Even the sea of nothingness is seething now.
What was the emptiness in thought revealed the how
of being, once our measure took uncertainty
to itself--from which that ceaseless activity
of the virtual and that which lifts it to the real:
By opposites, paired entities arise. They steal
from the zeros for a while but soon together die--
unless, like poetry’s wreathed leaves of laurel, they vie
and win that ordaining touch of the primal fire.
Then the debt of existence is paid. And the lyre
of bygone days that lifts with its whisper mere words
toward the upper realms and calls down the song birds,
which weaves still the ancient round of fair & bitter leaves
and culls among contending texts--what of that these
days when small truth is freed by chance, its ghost-life shorn
in fire, when one for one the nemesis is born?

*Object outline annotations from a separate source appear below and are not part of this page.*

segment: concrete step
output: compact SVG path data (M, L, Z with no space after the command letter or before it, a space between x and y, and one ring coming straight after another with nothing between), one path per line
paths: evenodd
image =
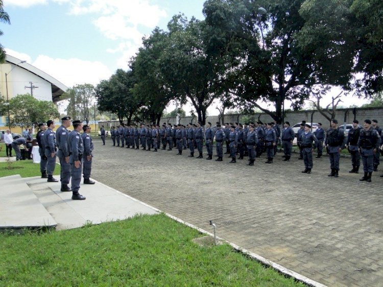
M19 175L0 178L0 229L54 228L57 224Z

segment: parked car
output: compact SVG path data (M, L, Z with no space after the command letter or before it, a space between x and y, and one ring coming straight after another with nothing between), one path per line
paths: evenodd
M7 132L7 130L2 130L0 131L0 133L2 135L2 140L4 140L4 134ZM18 134L18 133L13 133L12 132L11 133L12 134L12 137L13 138L13 139L16 139L18 138L19 137L22 137L21 135L20 134Z
M294 131L294 133L295 133L295 137L297 137L297 135L298 134L298 130L301 127L301 123L298 123L296 125L294 125L292 127L293 130ZM313 124L311 124L311 123L306 123L306 124L308 124L310 126L311 126L312 132L314 132L315 131L315 130L318 129L318 127L319 127L318 124L317 123L313 123Z

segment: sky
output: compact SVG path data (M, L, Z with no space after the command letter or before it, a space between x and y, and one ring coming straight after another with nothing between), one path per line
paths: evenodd
M11 25L0 23L7 53L68 87L97 85L128 61L156 27L166 29L173 15L203 19L205 0L4 0ZM323 101L327 104L331 93ZM360 105L356 98L345 105ZM218 114L215 103L209 114ZM266 104L262 105L266 107ZM287 106L288 105L285 104ZM170 111L174 108L171 104ZM184 107L188 113L190 105Z

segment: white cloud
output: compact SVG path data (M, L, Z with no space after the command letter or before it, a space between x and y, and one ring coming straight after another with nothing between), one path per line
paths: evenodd
M46 4L47 0L5 0L4 6L17 6L24 8L33 6L33 5Z
M76 58L53 59L40 55L32 64L68 87L85 83L97 85L112 75L109 68L100 62Z

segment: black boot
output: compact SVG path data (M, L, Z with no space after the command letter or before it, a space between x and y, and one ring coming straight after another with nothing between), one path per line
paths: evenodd
M89 178L84 179L84 184L94 184L95 183L93 180L90 180Z
M61 189L60 189L60 191L63 193L65 192L71 192L72 190L70 189L70 187L68 186L67 184L61 183Z
M360 180L361 181L364 181L365 180L367 180L367 178L368 178L368 173L365 172L365 175L363 176L363 177L362 177Z
M331 169L331 173L327 176L334 176L335 175L335 170L334 169Z
M72 195L72 199L73 200L84 200L86 198L82 196L79 193L74 193Z
M59 181L57 180L56 178L53 177L53 175L49 175L48 176L48 180L46 181L48 182L58 182Z
M372 175L372 173L368 173L367 174L367 182L371 182L371 176Z

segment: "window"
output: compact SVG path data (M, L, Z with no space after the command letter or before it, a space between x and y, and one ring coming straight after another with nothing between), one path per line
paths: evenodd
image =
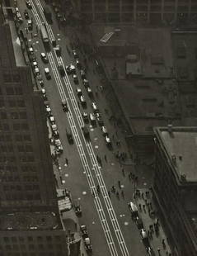
M7 119L7 113L6 112L1 112L1 119Z
M4 83L11 83L12 82L12 76L10 73L3 73L3 81Z
M17 105L19 107L26 107L25 102L23 100L18 100Z
M10 117L12 118L12 119L18 119L18 113L17 112L11 112L10 113Z
M26 152L33 152L33 148L32 148L32 146L30 145L26 145Z
M14 83L19 83L21 81L21 77L20 77L19 73L13 74L12 78L13 78Z
M22 95L22 88L21 87L15 88L15 94L16 95Z
M10 127L8 124L2 124L2 130L5 131L10 130Z
M29 130L29 126L26 123L21 124L22 130Z
M25 147L24 147L23 145L19 145L17 146L17 149L18 149L18 151L19 151L19 152L25 152Z
M13 130L20 130L20 124L18 124L18 123L13 124Z
M7 95L14 95L14 88L12 87L6 88Z
M21 119L26 119L26 112L20 112L19 116Z
M10 107L16 107L16 101L14 99L8 100L8 105Z
M16 141L22 141L22 135L15 135L15 140Z
M25 141L31 141L30 135L24 135L23 139Z

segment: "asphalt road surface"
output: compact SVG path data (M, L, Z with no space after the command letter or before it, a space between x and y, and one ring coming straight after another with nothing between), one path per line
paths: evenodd
M128 178L128 173L135 170L133 166L124 167L124 174L123 167L115 157L115 153L118 150L125 151L126 146L122 140L123 135L110 122L109 113L106 114L104 111L107 107L107 102L105 99L105 92L98 90L101 85L99 75L94 72L93 64L90 62L87 77L94 93L93 100L89 97L82 84L79 70L77 70L79 80L77 85L73 83L71 75L66 73L64 77L60 76L58 70L59 64L65 69L66 65L71 63L75 64L76 61L73 54L69 54L67 50L67 47L70 47L69 38L59 30L54 16L53 16L53 25L47 23L43 14L44 2L40 0L30 0L30 2L33 7L28 10L28 12L33 18L33 37L30 31L28 33L25 31L26 25L25 18L21 26L24 29L24 34L28 38L29 45L33 45L39 69L44 78L45 89L63 147L63 153L59 160L62 169L55 171L59 186L70 190L73 199L79 202L82 206L82 216L79 222L87 226L93 248L92 255L146 255L139 231L133 222L128 208L128 202L133 200L134 189L134 183ZM25 0L20 1L18 6L23 14L24 10L26 9ZM46 53L49 60L49 64L44 64L40 59L40 53L46 52L46 50L40 33L37 36L34 36L36 33L35 25L39 28L43 22L46 25L50 42L53 38L55 38L62 48L62 55L58 57L54 49L50 45L50 51ZM72 53L71 49L70 52ZM81 63L84 65L80 51L77 50L77 52ZM49 68L51 80L45 79L45 67ZM82 91L87 102L87 108L83 108L79 103L79 98L76 93L77 88ZM96 91L97 97L96 97ZM62 100L66 100L68 102L69 111L67 113L63 111ZM92 101L96 102L105 126L107 127L113 144L112 150L106 146L98 123L96 127L92 127L90 123L87 125L90 131L91 141L84 138L82 131L82 126L84 126L82 113L83 111L88 114L93 112ZM73 145L68 144L66 135L68 127L70 127L73 132ZM117 140L120 140L121 142L119 147L116 146ZM101 159L101 164L98 163L97 156ZM68 160L68 166L65 165L66 158ZM61 183L60 176L63 183ZM121 186L119 186L118 181ZM116 187L119 196L112 192L109 194L111 186Z

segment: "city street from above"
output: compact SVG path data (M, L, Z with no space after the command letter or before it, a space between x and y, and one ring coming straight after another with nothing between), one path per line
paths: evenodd
M197 5L106 2L0 4L0 256L197 255Z

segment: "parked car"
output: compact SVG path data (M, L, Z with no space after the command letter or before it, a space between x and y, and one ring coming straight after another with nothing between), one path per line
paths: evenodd
M62 101L62 107L63 107L63 111L64 112L67 112L68 111L68 107L66 100Z
M49 59L48 59L45 53L41 53L40 57L41 57L41 59L44 63L49 63Z
M73 138L73 134L71 131L70 127L66 129L66 135L67 135L67 139L69 144L73 144L74 143L74 140Z
M77 55L77 51L76 51L75 49L73 50L73 56L74 56L75 59L77 59L77 58L78 58L78 55Z
M94 113L90 113L89 115L91 124L93 127L96 126L96 116Z
M78 78L77 78L77 74L75 74L75 73L73 74L73 79L75 84L78 83Z
M81 75L81 78L82 78L82 79L86 79L87 76L86 76L86 73L85 73L84 70L82 69L82 70L80 71L80 75Z
M82 119L83 119L85 124L89 123L88 115L87 112L82 113Z
M29 19L29 13L26 10L24 11L24 17L26 20Z
M33 29L33 23L31 20L28 20L27 21L27 27L29 29L29 31L32 31Z
M88 130L88 129L87 128L87 126L82 127L82 133L83 133L83 135L84 135L84 137L85 137L87 140L90 140L90 133L89 133L89 130Z
M80 100L80 102L81 102L82 107L87 108L87 102L86 102L83 95L80 96L79 100Z
M30 3L30 0L26 0L26 7L27 7L27 8L29 8L29 9L32 9L32 5L31 5L31 3Z
M51 75L50 75L50 72L49 72L49 68L45 68L45 73L47 80L51 79Z
M59 72L60 75L62 77L63 77L65 75L65 70L63 69L63 65L59 65L58 66L58 69L59 69Z

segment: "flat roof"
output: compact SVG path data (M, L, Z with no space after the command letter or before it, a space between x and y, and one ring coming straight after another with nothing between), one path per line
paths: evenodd
M197 182L197 127L157 127L167 154L173 162L175 169L185 182Z
M10 31L14 50L16 64L17 67L26 66L21 50L21 42L14 25L14 21L9 21L9 25L10 25Z
M61 228L59 216L52 211L0 214L0 230L48 230Z

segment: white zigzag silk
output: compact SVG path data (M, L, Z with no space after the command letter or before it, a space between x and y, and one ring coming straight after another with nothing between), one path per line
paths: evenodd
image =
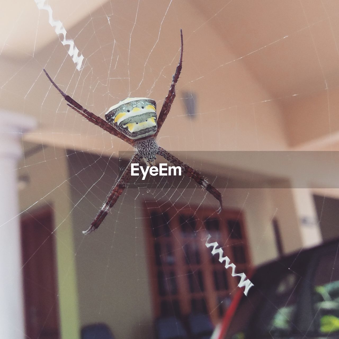
M59 20L55 20L53 19L52 16L52 9L51 6L45 3L46 0L34 0L34 1L39 9L45 9L48 12L48 22L52 27L55 27L54 30L55 31L55 33L59 36L61 43L64 46L66 45L69 45L68 54L72 57L73 62L77 65L77 69L78 71L80 71L84 59L83 56L81 53L80 56L78 55L80 52L79 52L79 50L76 47L74 44L74 42L72 39L66 39L66 35L67 32L66 29L60 21ZM62 39L62 37L60 36L60 34L63 35L63 39Z
M217 247L219 246L219 244L216 241L214 242L209 243L208 240L211 237L210 234L208 234L207 237L207 240L205 243L206 247L208 248L213 246L213 249L212 250L212 254L214 255L215 254L219 255L219 261L220 262L223 261L225 262L225 268L228 268L229 267L232 267L232 276L238 276L240 277L240 282L238 284L238 287L243 287L245 286L245 290L244 291L244 294L245 295L247 295L247 294L248 293L250 289L254 286L253 284L247 279L246 275L244 273L235 273L236 266L233 263L230 263L230 258L227 256L223 257L224 251L219 247L217 248ZM247 279L247 280L246 280Z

So is it the little god has taken up hiding
inside the new strangeness of words or to confiding
a few secrets in the calculus of the smallest
world inquiring mind can travel to? And who callest
out to thee in the bower of number and measure,
save the sons and daughters of the poets? The treasure
shimmers now well beyond what song alone can transduce--
are not these makers of a mathematics of some use?
For they bring back in a language more difficult
than any invention of the textualist’s
cult
something protean and beautiful: infinity
borne on the infinitesimal’s divinity.
And there is law to it. The language is not free
to deconstruct on some slippery knowledge. This tree
flows out from itself like the cycles of the dance.
As for truth, that’s the sweet ongoing ignorance.